IV. Bagaimana Perseus datang ke Ethiopia

Maka PERSEUS terus terbang ke timur laut, melewati lautan seluas beberapa liga laut, sampai dia tiba di perbukitan pasir dan pantai Libya yang suram.

Dia terbang melintasi gurun padang pasir, di atas tepian batu, tumpukan kerikil, dataran luas pasir tak berpenghuni, timbunan cangkang kerang yang memutih di bawah sinar matahari, dan kerangka monster laut besar, juga tulang mati raksasa purba, berserakan naik dan turun di atas dasar laut lama. Saat dia melintas, tetesan darah dari kepala Gorgon jatuh ke bumi, berubah menjadi ular asp dan adder beracun yang berkembang biak di padang pasir ke hari ini.

 Dia terus melintasi pasir tanpa pernah tahu seberapa jauh atau seberapa lama, sembari memakan buah yang diberikan Nymph kepadanya. Sampai suatu ketika dia melihat perbukitan Psylli juga para Dwarf yang bertarung dengan burung bangau. Tombak mereka terbuat dari gelagah dan alang-alang, rumah mereka terbuat dari kulit telur burung bangau. Perseus tertawa, dan terus melaju ke timur laut, berharap sepanjang hari dapat segera melihat kilau biru Mediterania, agar dia bisa terbang melintasinya untuk kembali ke rumahnya. 

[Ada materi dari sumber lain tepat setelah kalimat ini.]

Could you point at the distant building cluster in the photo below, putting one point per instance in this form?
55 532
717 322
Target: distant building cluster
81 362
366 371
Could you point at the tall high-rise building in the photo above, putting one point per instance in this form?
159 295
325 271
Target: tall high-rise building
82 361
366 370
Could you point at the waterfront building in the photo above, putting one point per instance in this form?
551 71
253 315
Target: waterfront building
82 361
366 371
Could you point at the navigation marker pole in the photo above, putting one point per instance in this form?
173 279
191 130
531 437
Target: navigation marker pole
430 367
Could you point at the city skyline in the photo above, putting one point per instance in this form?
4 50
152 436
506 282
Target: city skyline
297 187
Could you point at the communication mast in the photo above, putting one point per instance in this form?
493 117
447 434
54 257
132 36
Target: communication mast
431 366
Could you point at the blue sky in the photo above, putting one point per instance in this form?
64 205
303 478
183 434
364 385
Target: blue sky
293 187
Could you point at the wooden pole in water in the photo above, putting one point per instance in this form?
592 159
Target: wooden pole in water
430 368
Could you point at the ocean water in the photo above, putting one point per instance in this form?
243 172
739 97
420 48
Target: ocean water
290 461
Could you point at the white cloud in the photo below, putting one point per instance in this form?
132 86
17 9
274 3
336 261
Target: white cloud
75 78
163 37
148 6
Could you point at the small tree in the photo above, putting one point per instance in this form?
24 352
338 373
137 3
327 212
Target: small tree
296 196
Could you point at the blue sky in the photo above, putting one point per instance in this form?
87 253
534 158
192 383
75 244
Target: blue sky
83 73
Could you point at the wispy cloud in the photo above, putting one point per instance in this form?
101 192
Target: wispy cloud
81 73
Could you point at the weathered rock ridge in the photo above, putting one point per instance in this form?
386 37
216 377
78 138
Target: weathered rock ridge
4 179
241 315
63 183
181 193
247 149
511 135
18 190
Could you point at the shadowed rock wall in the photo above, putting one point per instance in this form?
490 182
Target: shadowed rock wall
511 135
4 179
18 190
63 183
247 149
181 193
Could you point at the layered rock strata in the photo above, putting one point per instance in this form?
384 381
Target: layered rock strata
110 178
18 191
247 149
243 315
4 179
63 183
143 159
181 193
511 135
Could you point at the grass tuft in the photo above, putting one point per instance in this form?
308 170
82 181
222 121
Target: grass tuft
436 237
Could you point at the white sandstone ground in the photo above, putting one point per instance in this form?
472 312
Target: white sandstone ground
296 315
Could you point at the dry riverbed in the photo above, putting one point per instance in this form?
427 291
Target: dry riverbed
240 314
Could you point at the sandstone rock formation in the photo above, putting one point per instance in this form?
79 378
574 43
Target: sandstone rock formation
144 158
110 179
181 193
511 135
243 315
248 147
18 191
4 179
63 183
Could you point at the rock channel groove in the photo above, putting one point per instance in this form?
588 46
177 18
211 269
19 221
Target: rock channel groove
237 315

Namun kemudian datanglah angin kencang yang mendesaknya kembali ke selatan menuju padang pasir. Sepanjang hari dia berjuang melawannya, tetapi bahkan sandal bersayap pun tidak bisa menang. Jadi dia terpaksa mengapung mengikuti angin sepanjang malam, dan ketika fajar menyingsing tidak ada yang terlihat kecuali dataran pasir tua yang sama.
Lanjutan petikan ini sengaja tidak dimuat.